Id. (citations omitted). Guided by these considerations, we must proceed carefully when determining whether to request a private lawyer to donate his or her time, skill, and services to represent an inmate in a civil rights action, as the Third Circuit has admonished lower courts to remain mindful that "[v]olunteer lawyer time is extremely valuable." Tabron v. Grace, 6 F.3d 147, 157 (3d Cir. 1993). Because pro bono counsel is a limited and valuable resource, "every assignment of a volunteer lawyer to an undeserving client deprives society of a volunteer lawyer available for a deserving cause. We cannot afford that waste." Id. at 157. We must, therefore, exercise our discretion carefully when considering whether to appoint counsel.

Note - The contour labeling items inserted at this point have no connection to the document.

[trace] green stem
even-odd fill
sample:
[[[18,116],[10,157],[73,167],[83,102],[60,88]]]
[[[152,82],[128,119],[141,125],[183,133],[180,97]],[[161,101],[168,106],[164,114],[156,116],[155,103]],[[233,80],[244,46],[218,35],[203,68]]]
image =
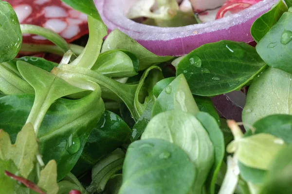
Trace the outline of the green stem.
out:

In consideration of Plaintiff's express dissatisfaction with pro bono counsel at his first trial, together with Plaintiff's request to represent himself with respect to his remaining claims, and his representations that he believes that he will be a more effective advocate on his own behalf than a lawyer would be, we will not solicit additional pro bono counsel in this case.*fn5 We do not find that there exists sufficiently good cause to seek the appointment of counsel to represent Plaintiff, whether in a stand-by capacity or otherwise. Plaintiff has represented that he has the skill, ability, experience, and knowledge to present his claims effectively to a fact-finder. In addition, the legal issues remaining in this dispute are not particularly complex, and there is little in the way of discovery the remains to be completed, and we find that any remaining discovery or factual investigation that may be necessary is within Plaintiff's ability to perform. Accordingly, to the extent that Plaintiff's motion to represent himself with co-counsel on his remaining claims should be construed as a motion for the appointment of counsel, the motion will be denied.

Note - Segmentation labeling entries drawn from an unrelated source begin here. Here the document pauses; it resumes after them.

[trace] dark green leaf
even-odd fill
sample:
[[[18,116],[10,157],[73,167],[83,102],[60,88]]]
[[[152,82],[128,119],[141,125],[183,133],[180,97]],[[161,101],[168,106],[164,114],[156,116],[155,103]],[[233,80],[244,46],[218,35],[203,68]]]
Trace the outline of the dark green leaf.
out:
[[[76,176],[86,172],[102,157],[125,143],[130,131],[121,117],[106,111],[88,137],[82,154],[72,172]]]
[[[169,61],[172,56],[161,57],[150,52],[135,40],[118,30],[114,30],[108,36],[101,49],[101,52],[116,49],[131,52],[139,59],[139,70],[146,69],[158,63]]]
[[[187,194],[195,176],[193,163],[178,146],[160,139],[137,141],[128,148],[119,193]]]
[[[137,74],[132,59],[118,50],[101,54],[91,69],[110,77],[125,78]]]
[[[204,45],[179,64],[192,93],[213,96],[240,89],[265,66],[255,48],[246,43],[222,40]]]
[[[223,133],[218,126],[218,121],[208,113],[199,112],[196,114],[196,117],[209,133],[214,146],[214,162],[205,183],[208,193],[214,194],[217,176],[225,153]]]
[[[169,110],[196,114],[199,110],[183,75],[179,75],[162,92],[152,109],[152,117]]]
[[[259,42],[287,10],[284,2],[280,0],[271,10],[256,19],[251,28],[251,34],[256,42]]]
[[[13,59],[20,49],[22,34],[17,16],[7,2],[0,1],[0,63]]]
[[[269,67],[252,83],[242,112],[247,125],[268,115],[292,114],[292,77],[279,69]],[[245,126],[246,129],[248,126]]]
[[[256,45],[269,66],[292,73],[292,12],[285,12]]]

For the reasons set forth above, Plaintiff's motion for a hearing or trial on his state-law claims for assault and battery will be denied, and judgment will be entered in favor of Defendants on these claims at the conclusion of this action. In addition, to the extent Plaintiff's motion to represent himself with co-counsel at trial may be construed as a motion for the appointment of pro bono counsel, that motion will be denied. Plaintiff will represent himself pro se throughout the remainder of this litigation. An appropriate order follows.

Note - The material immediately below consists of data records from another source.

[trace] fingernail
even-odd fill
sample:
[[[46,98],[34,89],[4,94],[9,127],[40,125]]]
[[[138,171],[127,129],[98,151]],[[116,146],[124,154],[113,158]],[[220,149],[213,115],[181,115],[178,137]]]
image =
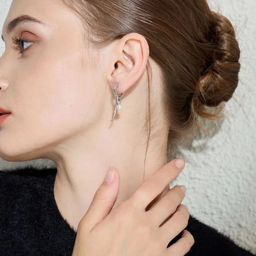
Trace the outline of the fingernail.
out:
[[[185,161],[183,158],[178,158],[175,161],[175,165],[179,168],[181,169],[184,167],[185,164]]]
[[[107,172],[106,177],[104,179],[104,182],[105,183],[109,184],[111,183],[114,180],[115,174],[115,170],[113,168],[110,167]]]
[[[186,194],[186,187],[184,186],[182,186],[180,187],[180,189],[185,195]]]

AND NOW, this 13th day of July, 2010, for the reasons set forth in the within memorandum, and following due consideration, IT IS HEREBY ORDERED THAT:

1. Plaintiff's motion for a hearing or trial on his assault and battery claims (Doc. 200) is DENIED.

2. Defendants are entitled to judgment in their favor on Plaintiff's claims for assault and battery.

3. The Clerk of Court shall refrain from entering judgment in Defendants' favor until the conclusion of this action or further order of the Court.

2. Plaintiff's motion to represent himself with co-counsel (Doc. 202) is DENIED to the extent it is a motion for appointment of counsel to serve in a stand-by or other capacity. Plaintiff shall be permitted to represent himself for the remainder of this action.